A rights offering is a capital increase method using the gratis allotment of stock acquisition rights to existing shareholders. A rights offering where an issuer and a securities company enter into an agreement by which the securities company commits to acquire and exercise the stock acquisition rights that are not exercised within a certain period is called a commitment-type rights offering, while a rights offering under which there is no such agreement is called a non-commitment-type rights offering.

In Japan, rights offerings used to be extremely rare. However, their use has accelerated in recent years, although most have been the non-commitment type.

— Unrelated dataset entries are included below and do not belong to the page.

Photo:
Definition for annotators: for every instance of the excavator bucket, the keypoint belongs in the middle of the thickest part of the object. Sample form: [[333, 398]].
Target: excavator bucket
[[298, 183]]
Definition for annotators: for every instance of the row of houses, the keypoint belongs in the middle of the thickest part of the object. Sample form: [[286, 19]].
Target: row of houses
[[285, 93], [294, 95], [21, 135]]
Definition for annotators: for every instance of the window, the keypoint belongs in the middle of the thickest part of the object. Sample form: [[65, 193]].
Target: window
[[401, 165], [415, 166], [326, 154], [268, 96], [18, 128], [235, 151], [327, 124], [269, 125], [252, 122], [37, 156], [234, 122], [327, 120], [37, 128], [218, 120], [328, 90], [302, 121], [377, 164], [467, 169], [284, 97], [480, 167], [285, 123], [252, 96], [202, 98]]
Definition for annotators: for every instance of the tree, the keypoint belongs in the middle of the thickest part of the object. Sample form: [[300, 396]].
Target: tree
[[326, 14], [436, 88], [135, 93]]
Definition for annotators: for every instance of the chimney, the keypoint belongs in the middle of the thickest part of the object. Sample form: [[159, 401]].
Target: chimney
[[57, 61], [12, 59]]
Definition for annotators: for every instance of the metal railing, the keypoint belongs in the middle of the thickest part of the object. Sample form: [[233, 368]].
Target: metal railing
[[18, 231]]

Rights offerings are generally considered to be a capital increase method more beneficial to existing shareholders than the conventional methods (public placement and private placement). However, it had drawn attention to the fact that by using the non-commitment type rights offering, companies unable to secure funding via the conventional capital increase method were able to issue a large number of new shares without a third party evaluation of the rationality of the capital increase. This was seen as harmful to shareholders, and the amendment addresses that issue.

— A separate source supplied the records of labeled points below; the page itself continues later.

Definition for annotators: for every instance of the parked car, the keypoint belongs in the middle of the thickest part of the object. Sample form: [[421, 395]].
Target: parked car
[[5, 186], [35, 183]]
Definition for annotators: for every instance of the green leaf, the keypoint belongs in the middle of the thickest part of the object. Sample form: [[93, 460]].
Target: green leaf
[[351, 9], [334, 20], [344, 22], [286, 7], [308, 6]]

Under the new listing requirements, in order to list stock acquisition rights as non-commitment type rights offerings, two criteria must be met. The first requires: (i) examination of the reasonableness of the capital increase by a securities company that is a trading participant in TSE; or (ii) procedures confirming the intention of shareholders, such as a general meeting of shareholders. The second requires that, regarding the business results and financial conditions of the issuer: (i) there is at least one business year recording positive ordinary income, during the most recent two years; and (ii) there are no liabilities in excess of assets as of the end of both the most recent business year and quarterly accounting period.

In addition, the listing date of stock acquisition rights should be the day after the first day of the exercise period of the rights, which is intended to ensure a fair price formation.